Nas comemorações oficiais do Dia de Portugal, de Camões e das comunidades portuguesas, que tiveram lugar em Lagos, no distrito de Faro, o Presidente da República condecorou Ramalho Eanes com a Ordem Militar de Avis.

Mas não só… as comemorações oficiais ficam sempre marcadas pelos discursos, uns entediantes, outros menos, que confluem, em regra, para as mensagens que se pretendem enviar ao povo e à classe política. E em Lagos não houve exceção.

Centremo-nos em Marcelo Rebelo de Sousa e Lídia Jorge. Não esteve em causa, de modo algum, qualquer ponto de vista histórico. E quem o pensar, desengane-se. Os seus discursos foram meramente políticos e não foram gerados pelo acaso.

Portugal consigna, atualmente, uma discussão muito viva (e positiva) sobre os efeitos da imigração. O país foi, durante os mandatos da esquerda moderada e radical, um verdadeiro passador, sem peneira, de muitos quantos quiseram ingressar em terras lusas, por motivações várias. Nestes, há gente boa e trabalhadora e gente que não o é.

Sobrevieram as máfias, as quais, ao arrepio de qualquer contexto legal, angariam fundos em troca do el dorado lusitano. Mas, azar dos Távoras, a propósito de el dorado, aqui apenas encontram sol e mar. A nossa economia é o que é (e tenderá a não ser outra coisa) e a vida que espera os imigrantes não é a mais digna, quer a nível laboral, quer a nível habitacional, quer a muitos outros níveis, como consabemos.

Ora, no discurso que marca a sua despedida, Marcelo Rebelo de Sousa e Lídia Jorge quiseram dar uma aula. Vejo-os sentados na cátedra, lecionando, enquanto o povo não os ouve, porque está mais interessado e divertido a banhos nas praias. Mas a comunicação social – e bem –, como lhe competia, trouxe a parte mais quente (e inflamada) da narrativa do ainda Presidente da República e da escritora.

Disse Marcelo “não há quem possa dizer que é mais puro e português do que qualquer outro”, aludida após um contexto histórico que lhe serviu, somente, de amparo.

Por seu turno, Lídia Jorge referiu que “ninguém tem sangue puro e que a falácia da ascendência pura não existe. O povo português é uma soma do nativo e de outras proveniências, como piratas. No século XVII, 10% dos portugueses eram descendentes de africanos”.

Historicamente, Portugal data de 1143, século XII, com a celebração do Tratado de Zamora. A independência de Portugal, reconhecida em 1179, quando o Papa Alexandre III emitiu a bula papal Manifestis Probatum, conferiu o estatuto jurídico de Portugal como reino independente e reconheceu D. Afonso Henriques como o seu rei.

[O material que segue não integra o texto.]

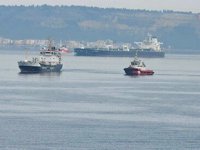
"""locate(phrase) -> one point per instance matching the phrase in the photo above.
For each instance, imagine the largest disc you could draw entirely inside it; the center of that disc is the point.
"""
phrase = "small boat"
(137, 67)
(48, 61)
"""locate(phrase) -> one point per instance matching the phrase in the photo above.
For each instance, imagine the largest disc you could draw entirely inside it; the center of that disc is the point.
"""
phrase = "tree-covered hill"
(179, 30)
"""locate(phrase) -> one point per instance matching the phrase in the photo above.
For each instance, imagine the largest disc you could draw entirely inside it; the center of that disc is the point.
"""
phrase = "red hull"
(137, 71)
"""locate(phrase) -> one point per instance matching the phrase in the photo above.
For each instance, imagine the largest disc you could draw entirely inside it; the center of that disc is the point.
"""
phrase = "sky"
(176, 5)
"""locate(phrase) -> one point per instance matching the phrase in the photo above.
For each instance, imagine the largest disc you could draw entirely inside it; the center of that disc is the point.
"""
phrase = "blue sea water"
(92, 105)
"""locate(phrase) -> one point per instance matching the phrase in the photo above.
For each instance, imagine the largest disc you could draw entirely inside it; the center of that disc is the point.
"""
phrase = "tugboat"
(137, 67)
(48, 61)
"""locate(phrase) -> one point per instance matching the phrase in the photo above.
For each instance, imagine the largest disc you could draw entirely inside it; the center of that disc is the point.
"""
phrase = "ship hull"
(119, 53)
(134, 72)
(39, 69)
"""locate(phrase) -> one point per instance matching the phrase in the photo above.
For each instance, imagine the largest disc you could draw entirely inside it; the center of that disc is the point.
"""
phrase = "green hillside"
(180, 30)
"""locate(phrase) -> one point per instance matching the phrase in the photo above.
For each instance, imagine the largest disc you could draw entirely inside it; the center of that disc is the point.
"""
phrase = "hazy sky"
(178, 5)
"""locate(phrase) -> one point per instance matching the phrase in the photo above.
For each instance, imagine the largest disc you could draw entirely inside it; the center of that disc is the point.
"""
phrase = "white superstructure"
(150, 43)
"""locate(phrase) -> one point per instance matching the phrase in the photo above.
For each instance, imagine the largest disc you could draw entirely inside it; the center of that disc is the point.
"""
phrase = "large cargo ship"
(48, 61)
(150, 47)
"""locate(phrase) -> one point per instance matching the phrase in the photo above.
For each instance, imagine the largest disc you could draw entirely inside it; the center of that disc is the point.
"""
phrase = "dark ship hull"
(39, 69)
(118, 53)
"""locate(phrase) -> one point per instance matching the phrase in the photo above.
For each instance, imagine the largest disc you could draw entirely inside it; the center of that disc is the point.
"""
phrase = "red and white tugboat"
(137, 67)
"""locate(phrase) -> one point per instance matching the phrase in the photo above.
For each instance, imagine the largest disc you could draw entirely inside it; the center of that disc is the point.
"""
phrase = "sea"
(93, 105)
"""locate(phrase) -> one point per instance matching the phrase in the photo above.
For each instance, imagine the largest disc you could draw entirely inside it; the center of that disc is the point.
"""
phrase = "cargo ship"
(149, 48)
(49, 60)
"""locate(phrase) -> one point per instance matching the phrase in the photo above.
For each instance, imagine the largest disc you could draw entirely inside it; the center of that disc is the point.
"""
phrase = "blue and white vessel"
(49, 60)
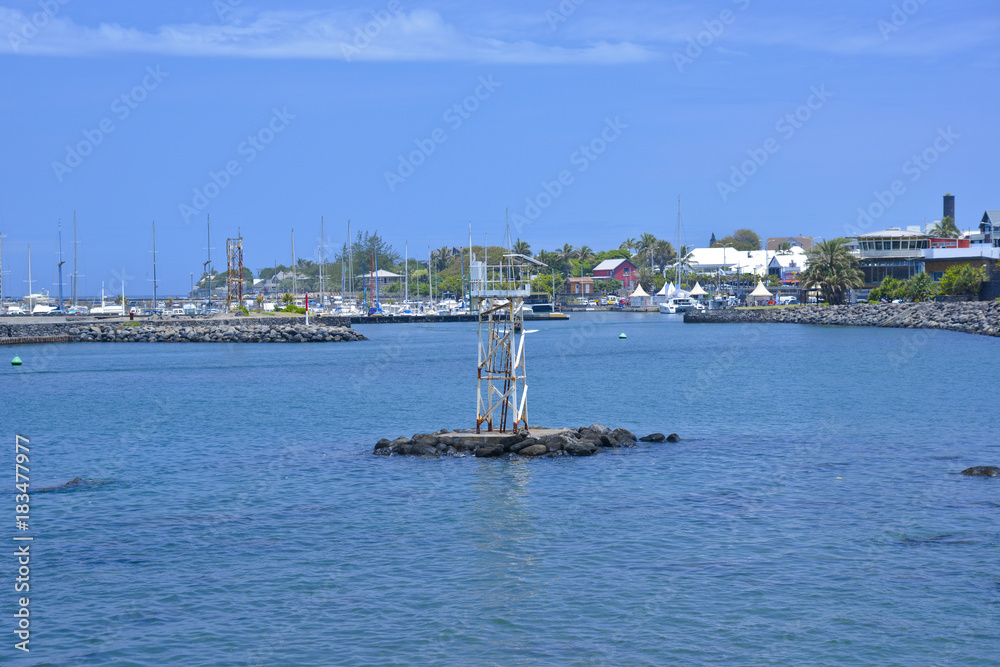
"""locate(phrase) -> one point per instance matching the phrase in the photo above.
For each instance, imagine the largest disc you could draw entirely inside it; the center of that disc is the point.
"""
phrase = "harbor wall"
(236, 330)
(975, 317)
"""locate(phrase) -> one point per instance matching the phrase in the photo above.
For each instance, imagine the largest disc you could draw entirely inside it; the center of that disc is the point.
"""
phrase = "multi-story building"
(618, 269)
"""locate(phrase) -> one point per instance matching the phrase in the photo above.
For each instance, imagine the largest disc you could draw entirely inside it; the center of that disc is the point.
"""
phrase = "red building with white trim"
(618, 269)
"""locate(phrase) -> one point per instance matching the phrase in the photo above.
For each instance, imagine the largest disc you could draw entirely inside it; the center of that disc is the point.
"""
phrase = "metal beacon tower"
(497, 292)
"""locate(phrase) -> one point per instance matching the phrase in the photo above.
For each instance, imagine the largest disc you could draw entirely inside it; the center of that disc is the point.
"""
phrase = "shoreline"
(230, 330)
(974, 317)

Após a fundação do reino, os reis portugueses continuaram a expandir as fronteiras para sul, na Reconquista Cristã, até à conquista do Algarve, processo findo no século XIII, com a tomada de Silves e Faro por D. Afonso III.

Passar por cima de cinco séculos, passar por cima da honrosa história de D. Afonso Henriques e dos que se lhe seguiram, das lutas travadas, entre tanto e tanto que se poderia escrever, foi de profundo mau gosto. Mau gosto, esse, que teve um fito, um propósito, o emergir de uma narrativa que contrarie o nacionalismo cuja ascensão é palpável.

Penso, do que li, que a maior parte dos portugueses que vertem a sua opinião nas redes sociais se sentiram traídos, defraudados, até mesmo insultados. Pessoalmente, entendo ter havido uma tentativa de manipulação de opinião. Só que os portugueses têm muitos séculos, maturidade, e ensino, o que representa a possibilidade de terem uma opinião formada, tout court, não iludida ou iludível.

Do ponto de vista político, as inúmeras tentativas de manipulação da opinião individual têm resquícios recentes, mormente trazidos à praça por uma esquerda radicalizada na busca de um revisionismo histórico. Mas tal pretensão tem batido numa parede e a ascensão democrática do Chega é manifestamente uma resposta aos que não toleram o contexto histórico de Portugal.

Bem ou mal, é o nosso. Com erros? Muitos. Mas isso não obsta ao reconhecimento da nossa riqueza e, ainda mais, da nossa realidade. Não outra. A nossa.